Reservoir Dogs is an amazing film – every component is so beautifully constructed. It has an amazing sound track and an incredibly brilliant plot that leaves the audience in a stunned silence.. I don’t want to tell you what happens (they all die… nah I joke…or am I?) Tarantino is the master of a piece of art here. He creates a group of mobsters – some of which are even lovable. And I’d be lying if I said I didn’t shed one tear. How did he do that? A pure genius with the camera and if you don’t watch this and listen it through right to the “The Lime and The Coconut” song at the end credits then you have let society down.
The Bicycle Thieves
Directed by: Vittorio De Sica
The first film I ever watched in the Neorealism movement, and a heart breaking one at that too! I wasn’t prepared for what neorealism was about and to be exposed to that brutal honesty about the “catch 22” sort of lives these poor post-war Italians had to live. I suppose as Brit’s the world wars are remembered as a victory for us – although many lives were lost and we pray for those soldiers, we remember ourselves as the strong ones. Seeing the Italians and the way they had to cope with being on the wrong side of a world war is shattering and quite simply … sad. Sneaky De Sica uses a most gorgeous little boy called Bruno to really tug on our heart strings and as we see his father slowly become less of a hero in his little boy’s eyes we all relate and want to cry. The ending is truly bleak and ends in the true neorealist way. L Why is such a sad film my number 2 you ask? Well watch it and learn the ways of neorealism and you’ll appreciate it to be a brave act and a stand that film makers made. I am proud of those brave few who took it upon themselves to break free from the constraints and bring us an even more cultured and colourful selection of films to look back on in history.

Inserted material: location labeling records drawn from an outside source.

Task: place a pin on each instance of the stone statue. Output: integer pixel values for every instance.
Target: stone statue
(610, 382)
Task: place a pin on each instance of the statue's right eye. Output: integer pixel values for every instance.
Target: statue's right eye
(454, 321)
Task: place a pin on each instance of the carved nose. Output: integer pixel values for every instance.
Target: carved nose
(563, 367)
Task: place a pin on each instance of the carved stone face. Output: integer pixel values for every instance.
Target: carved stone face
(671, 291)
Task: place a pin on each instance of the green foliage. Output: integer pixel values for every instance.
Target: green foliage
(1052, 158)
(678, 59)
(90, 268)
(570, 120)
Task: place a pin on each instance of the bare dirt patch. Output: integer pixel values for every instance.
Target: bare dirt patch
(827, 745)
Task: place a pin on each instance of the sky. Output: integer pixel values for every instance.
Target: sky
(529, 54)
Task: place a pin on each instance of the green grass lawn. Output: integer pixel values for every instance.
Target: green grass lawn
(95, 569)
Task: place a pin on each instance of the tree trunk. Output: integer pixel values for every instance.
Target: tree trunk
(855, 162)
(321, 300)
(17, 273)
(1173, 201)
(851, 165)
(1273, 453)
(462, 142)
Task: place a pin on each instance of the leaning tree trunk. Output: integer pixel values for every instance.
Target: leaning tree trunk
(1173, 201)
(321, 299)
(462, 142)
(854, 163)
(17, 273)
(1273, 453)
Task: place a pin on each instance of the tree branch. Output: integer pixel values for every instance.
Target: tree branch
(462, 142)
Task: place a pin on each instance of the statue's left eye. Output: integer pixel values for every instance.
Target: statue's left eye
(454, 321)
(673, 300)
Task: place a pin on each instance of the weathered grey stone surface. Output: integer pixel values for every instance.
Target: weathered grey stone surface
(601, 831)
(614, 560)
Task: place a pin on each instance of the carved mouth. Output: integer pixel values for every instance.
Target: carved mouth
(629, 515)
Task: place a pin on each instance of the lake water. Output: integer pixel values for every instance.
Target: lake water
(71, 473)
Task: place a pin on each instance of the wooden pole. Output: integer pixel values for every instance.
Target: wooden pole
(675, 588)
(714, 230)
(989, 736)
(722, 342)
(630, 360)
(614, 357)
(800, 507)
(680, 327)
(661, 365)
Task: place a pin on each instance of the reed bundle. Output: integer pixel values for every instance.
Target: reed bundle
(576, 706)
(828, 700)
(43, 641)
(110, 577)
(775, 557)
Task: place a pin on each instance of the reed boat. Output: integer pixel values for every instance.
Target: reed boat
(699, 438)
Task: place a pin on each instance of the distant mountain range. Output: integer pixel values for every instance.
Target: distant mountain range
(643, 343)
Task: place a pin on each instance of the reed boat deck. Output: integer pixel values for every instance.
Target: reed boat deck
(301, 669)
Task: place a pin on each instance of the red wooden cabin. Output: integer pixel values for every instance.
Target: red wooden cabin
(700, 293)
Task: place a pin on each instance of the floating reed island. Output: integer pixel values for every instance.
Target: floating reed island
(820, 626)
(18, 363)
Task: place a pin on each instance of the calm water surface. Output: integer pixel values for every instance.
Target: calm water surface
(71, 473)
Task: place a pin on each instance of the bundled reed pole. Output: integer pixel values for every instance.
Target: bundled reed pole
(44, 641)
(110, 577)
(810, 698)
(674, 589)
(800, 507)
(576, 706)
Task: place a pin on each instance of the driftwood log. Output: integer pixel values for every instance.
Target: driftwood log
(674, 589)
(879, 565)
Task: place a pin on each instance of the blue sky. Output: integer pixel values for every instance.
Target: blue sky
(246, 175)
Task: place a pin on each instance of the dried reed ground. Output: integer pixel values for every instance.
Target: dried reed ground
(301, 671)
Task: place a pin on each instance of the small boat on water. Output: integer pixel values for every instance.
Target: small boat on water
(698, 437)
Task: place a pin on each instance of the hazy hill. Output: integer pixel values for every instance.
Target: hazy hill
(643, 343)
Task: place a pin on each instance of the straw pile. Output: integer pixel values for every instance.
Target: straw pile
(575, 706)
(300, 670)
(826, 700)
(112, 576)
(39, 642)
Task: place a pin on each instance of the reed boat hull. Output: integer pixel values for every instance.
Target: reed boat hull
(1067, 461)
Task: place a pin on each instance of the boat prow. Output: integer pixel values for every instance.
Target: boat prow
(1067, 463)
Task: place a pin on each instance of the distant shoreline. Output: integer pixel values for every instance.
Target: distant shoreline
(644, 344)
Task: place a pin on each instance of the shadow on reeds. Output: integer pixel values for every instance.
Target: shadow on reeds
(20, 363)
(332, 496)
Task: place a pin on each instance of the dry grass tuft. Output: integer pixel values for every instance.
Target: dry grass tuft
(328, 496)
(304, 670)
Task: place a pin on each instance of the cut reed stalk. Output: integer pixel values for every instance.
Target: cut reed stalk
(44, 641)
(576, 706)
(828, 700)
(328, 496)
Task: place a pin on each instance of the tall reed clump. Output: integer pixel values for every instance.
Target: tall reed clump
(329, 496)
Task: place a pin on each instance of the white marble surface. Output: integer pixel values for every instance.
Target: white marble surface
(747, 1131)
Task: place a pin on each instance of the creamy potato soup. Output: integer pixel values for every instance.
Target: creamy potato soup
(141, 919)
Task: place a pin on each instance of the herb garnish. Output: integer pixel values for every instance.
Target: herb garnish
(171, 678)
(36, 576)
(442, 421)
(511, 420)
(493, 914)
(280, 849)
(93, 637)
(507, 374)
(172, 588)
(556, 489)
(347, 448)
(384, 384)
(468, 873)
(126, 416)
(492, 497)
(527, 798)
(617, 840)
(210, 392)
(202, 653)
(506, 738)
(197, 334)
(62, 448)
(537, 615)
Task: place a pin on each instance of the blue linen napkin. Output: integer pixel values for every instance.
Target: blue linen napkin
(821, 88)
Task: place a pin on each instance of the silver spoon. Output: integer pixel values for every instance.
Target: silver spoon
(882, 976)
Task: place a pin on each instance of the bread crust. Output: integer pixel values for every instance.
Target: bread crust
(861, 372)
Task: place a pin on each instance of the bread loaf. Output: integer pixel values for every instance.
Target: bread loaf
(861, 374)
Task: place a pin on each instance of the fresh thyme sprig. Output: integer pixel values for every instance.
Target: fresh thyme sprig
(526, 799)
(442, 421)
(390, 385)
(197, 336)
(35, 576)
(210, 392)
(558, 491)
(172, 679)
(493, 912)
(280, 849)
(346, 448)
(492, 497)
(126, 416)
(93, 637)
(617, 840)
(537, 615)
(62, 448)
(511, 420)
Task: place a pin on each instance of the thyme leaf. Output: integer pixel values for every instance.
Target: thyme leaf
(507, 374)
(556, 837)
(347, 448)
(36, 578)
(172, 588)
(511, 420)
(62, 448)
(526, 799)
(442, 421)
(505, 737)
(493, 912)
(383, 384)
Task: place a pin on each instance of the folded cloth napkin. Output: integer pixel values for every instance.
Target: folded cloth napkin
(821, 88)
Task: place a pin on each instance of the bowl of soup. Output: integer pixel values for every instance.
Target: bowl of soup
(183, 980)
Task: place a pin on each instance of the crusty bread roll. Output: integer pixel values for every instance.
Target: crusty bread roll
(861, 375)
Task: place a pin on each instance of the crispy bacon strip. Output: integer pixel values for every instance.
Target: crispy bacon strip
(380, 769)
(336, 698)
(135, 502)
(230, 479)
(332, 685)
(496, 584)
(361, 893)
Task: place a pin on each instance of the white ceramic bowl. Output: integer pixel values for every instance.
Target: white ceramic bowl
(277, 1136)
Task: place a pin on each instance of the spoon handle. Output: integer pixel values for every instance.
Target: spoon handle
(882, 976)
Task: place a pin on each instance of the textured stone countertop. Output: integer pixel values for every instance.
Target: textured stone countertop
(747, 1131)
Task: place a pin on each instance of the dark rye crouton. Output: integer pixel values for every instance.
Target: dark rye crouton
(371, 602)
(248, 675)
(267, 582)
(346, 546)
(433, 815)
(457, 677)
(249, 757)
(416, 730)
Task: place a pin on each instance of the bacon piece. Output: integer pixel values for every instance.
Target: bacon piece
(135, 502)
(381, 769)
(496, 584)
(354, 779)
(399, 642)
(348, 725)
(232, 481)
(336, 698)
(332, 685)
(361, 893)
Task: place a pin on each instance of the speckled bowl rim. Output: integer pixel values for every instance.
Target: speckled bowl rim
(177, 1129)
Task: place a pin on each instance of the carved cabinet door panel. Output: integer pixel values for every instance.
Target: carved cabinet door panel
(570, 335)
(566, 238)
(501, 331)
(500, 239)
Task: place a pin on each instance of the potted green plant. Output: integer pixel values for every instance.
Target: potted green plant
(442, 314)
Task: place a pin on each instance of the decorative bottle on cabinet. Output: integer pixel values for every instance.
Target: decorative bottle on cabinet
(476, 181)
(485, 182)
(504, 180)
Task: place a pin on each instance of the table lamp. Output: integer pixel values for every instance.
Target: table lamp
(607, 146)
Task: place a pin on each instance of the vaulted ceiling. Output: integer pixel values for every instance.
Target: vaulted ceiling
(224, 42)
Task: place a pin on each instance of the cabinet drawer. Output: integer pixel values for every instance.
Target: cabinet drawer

Directed by: Roman Polanski
Here we are. Number 1! Was it a let down? I really hope I haven’t become a worn out recording just reciting how much I love these films and I really hope I’ve given you a new incite. I deeply hope you like what I’ve done here and at least tried to watch a few of the films I have suggested. Whether you liked them or hated them it’s always important to be trying these new things, you know.
Well anyway, back to Chinatown. I really hope you’ve seen it because the thing that got me in this film is not only Jack Nicholson’s amazing acting nor is it the twisting and stomach churning plot. It is the fact that Polanski knew all about the country he was in and how his audience were feeling. I like that in a magnificently subtle way he has a dig about politics and even the environment. He is a very clever director and uses some brilliant story lines and characters to represent different things and portray how desolate and confused an entire country was feeling.
And finally, a huge thank you for those who have read my blog from number 50 and right the way down. I hope my passion for film is clear and I really really couldn’t want more than for just a few people in the whole of this world to come away from this blog and have just tried to watch a film they didn’t know of or have ever tried to watch before.
To me, film studies and the whole of the world of cinema has more meaning that entertainment and I truly hope that everyone can appreciate what I feel for it and join me on my mission to defend film as an art form, to help everyone see the bigger picture and how films relate to not only our history but the science, religion, philosophy, business and art around us in everyday life.
If just one person comes away with a little more knowledge or a little more open mindedness thanks to the babbling that happens in my head when I watch a film .. well then kill me now and I can die happy.